Treating Wheezing in Dogs: When To See a Vet
No matter what you believe to be the root of your dog’s wheezing, especially if this is the first time that it occurs it is crucial to take your dog to the veterinarian to determine the cause. The vet will ask a variety of questions prior to the beginning of your appointment. These will likely include questions regarding the events that led to the wheezing. They will also inquire about when your dog started showing symptoms of breathing problems and whether you’ve traveled recently with your pet, etc. Your vet may also take a look at your dog’s vaccination history medications, history of vaccinations and treatment past.
After conducting a thorough examination The vet might decide to run imaging and lab tests for your pet. If the exam and tests aren’t conclusive, your vet might suggest allergy testing. This could turn into a long process.
Supplements, Allergy Aids and Medication
If it is discovered that asthma or allergies cause your dog’s wheezing, the veterinarian may prescribe an allergy remedy and/or medication in order to assist control the issue and decrease the degree of symptoms. Although these medications can be helpful in providing your dog with relief immediately but you should not count on them to provide long-term relief. It is best to recognize the allergen, and then remove the allergen from your home to ensure that your pet doesn’t endure long-term suffering.
If it is believed that insects are the cause the pet’s discomfort your veterinarian might suggest the treatment of ticks and fleas to keep ticks, mites, and other animals away. If your pet isn’t currently on a medication for heartworms Your vet might suggest it, as the prevention of worms is vital for keeping your pet healthy today and into the future.
If wheezing occurs as a result of an underlying medical issue or illness the vet will need to determine the root cause of the problem. While waiting, your vet may suggest actions you can perform at home or medicines that you can offer to Fido to help manage the symptoms.
Keeping Your Canine Healthy Now and Long Into the Future
If you can determine the cause of your dog’s wheezing, and decide to invest in the right treatment, you can take steps to protect your dog’s health to ensure continuous peace of mind. There are many resources available to assist you in determining the reason your dog is wheezing as well as what can you do to alleviate the issue.
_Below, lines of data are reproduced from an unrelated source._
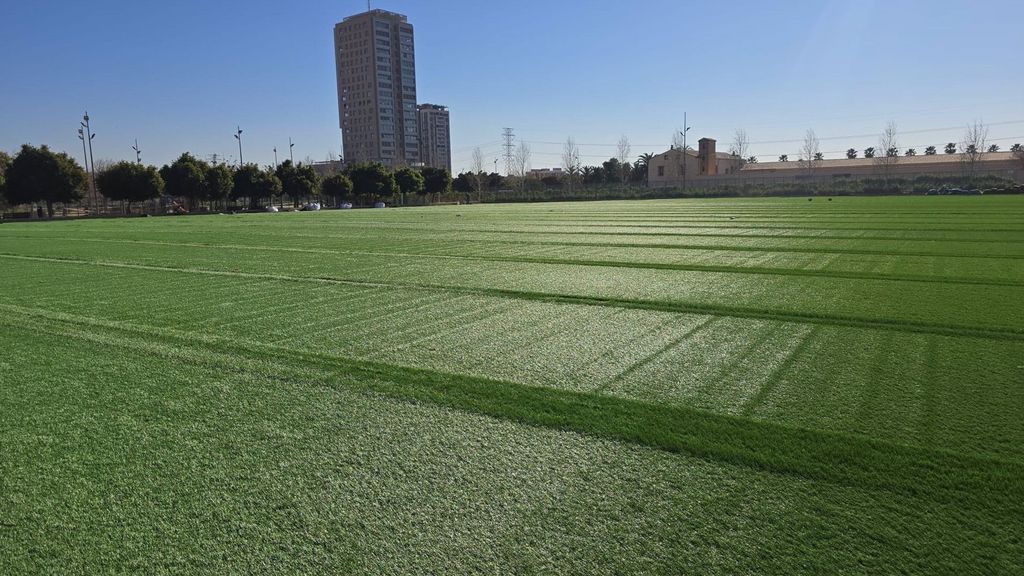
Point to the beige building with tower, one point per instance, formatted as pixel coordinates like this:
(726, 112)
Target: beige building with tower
(706, 166)
(672, 165)
(376, 73)
(435, 135)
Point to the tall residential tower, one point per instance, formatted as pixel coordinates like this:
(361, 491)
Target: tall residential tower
(435, 139)
(376, 69)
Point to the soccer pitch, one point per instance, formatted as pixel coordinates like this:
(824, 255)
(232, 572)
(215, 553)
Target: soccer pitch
(756, 385)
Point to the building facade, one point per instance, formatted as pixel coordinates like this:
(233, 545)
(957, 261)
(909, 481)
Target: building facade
(708, 167)
(376, 72)
(435, 136)
(672, 165)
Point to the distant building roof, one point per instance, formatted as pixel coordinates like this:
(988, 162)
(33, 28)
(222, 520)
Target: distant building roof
(920, 160)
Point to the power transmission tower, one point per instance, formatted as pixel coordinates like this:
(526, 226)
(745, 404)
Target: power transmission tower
(509, 147)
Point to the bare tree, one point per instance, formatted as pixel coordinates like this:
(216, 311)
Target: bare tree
(624, 159)
(570, 161)
(810, 153)
(520, 163)
(477, 169)
(972, 148)
(889, 148)
(740, 145)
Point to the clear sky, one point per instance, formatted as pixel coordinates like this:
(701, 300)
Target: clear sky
(180, 76)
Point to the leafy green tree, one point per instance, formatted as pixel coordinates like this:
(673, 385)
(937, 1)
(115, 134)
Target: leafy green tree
(256, 184)
(410, 181)
(611, 168)
(464, 182)
(641, 165)
(128, 181)
(37, 174)
(185, 177)
(1018, 152)
(337, 188)
(373, 179)
(436, 180)
(496, 180)
(219, 182)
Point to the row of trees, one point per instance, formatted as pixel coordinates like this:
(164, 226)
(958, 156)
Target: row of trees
(971, 149)
(40, 175)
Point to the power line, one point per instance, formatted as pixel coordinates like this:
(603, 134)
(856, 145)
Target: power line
(509, 147)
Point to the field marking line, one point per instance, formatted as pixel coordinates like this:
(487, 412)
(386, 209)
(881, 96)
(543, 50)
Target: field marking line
(698, 247)
(993, 332)
(654, 355)
(772, 381)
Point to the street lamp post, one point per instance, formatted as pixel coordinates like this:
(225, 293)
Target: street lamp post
(686, 128)
(238, 136)
(91, 161)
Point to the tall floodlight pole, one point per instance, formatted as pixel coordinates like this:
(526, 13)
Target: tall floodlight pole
(85, 154)
(238, 136)
(92, 163)
(686, 128)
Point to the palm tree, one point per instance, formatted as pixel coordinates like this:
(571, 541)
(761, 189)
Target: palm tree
(644, 161)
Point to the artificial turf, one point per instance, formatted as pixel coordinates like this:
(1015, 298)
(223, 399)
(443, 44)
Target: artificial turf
(665, 386)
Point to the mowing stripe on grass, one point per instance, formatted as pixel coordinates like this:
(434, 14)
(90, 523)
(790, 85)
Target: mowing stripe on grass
(1008, 333)
(984, 483)
(769, 271)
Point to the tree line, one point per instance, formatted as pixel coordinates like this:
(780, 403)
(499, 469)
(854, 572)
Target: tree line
(47, 177)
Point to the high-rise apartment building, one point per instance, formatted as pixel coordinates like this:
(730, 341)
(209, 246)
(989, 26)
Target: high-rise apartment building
(435, 139)
(376, 69)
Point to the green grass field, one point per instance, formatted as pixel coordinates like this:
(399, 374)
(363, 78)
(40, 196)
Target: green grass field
(730, 386)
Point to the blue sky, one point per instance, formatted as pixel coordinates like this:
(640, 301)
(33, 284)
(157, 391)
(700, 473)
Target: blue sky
(180, 76)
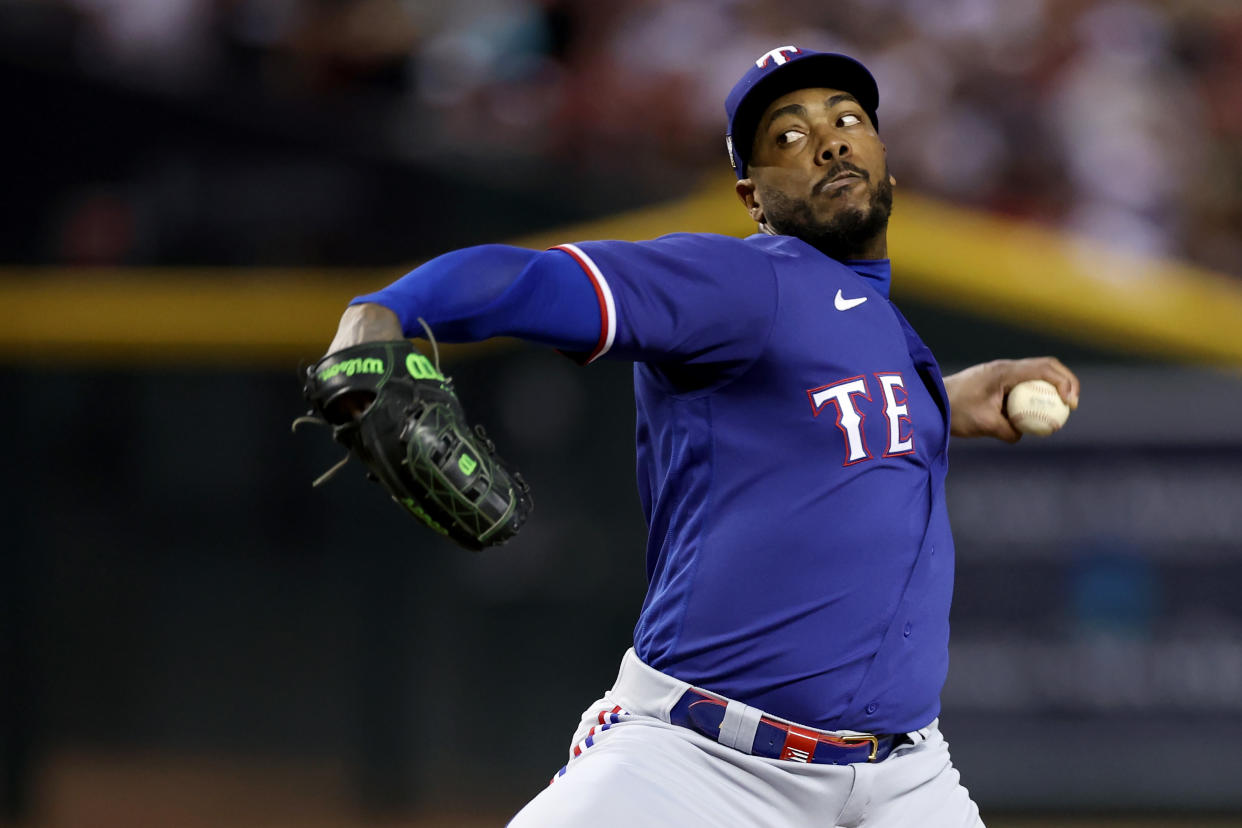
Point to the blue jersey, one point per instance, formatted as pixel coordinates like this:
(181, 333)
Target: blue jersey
(791, 454)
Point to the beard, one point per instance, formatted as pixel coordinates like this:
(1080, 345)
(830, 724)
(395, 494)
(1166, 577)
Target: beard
(845, 235)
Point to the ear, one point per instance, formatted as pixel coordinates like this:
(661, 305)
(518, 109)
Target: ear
(747, 194)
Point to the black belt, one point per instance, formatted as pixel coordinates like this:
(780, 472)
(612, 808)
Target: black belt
(774, 739)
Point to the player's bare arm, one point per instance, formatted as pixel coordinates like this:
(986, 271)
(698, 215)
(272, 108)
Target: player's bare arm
(976, 395)
(365, 323)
There are many actions you as a pet’s owner can do to help promote healthy living in your dog by feeding your pet high-quality meals, keeping tiny things out of the reach of your pet, making sure that your home free from allergens and investing in high-quality supplements and vitamins . Small things you can take today can contribute to making sure your pet is well-behaved and safe into the future.
Is my dog snoring or wheezing?
The dog can get colds, flu and respiratory infections, just like humans. Therefore, if you notice your pet’s sudden wheezing associated with nose drainage, coughing or wheezing, go to the veterinarian immediately. Snoring may also be the result of weight gain, which could result in constriction of their airways.
What can you give a dog for wheezing?
If wheezing is caused by chronic bronchitis. Your vet is likely to recommend a bronchodilator as a treatment for emergencies in times of trouble. These medicines work by relaxing the muscles that line the airways, allowing the dog’s airways to breath better.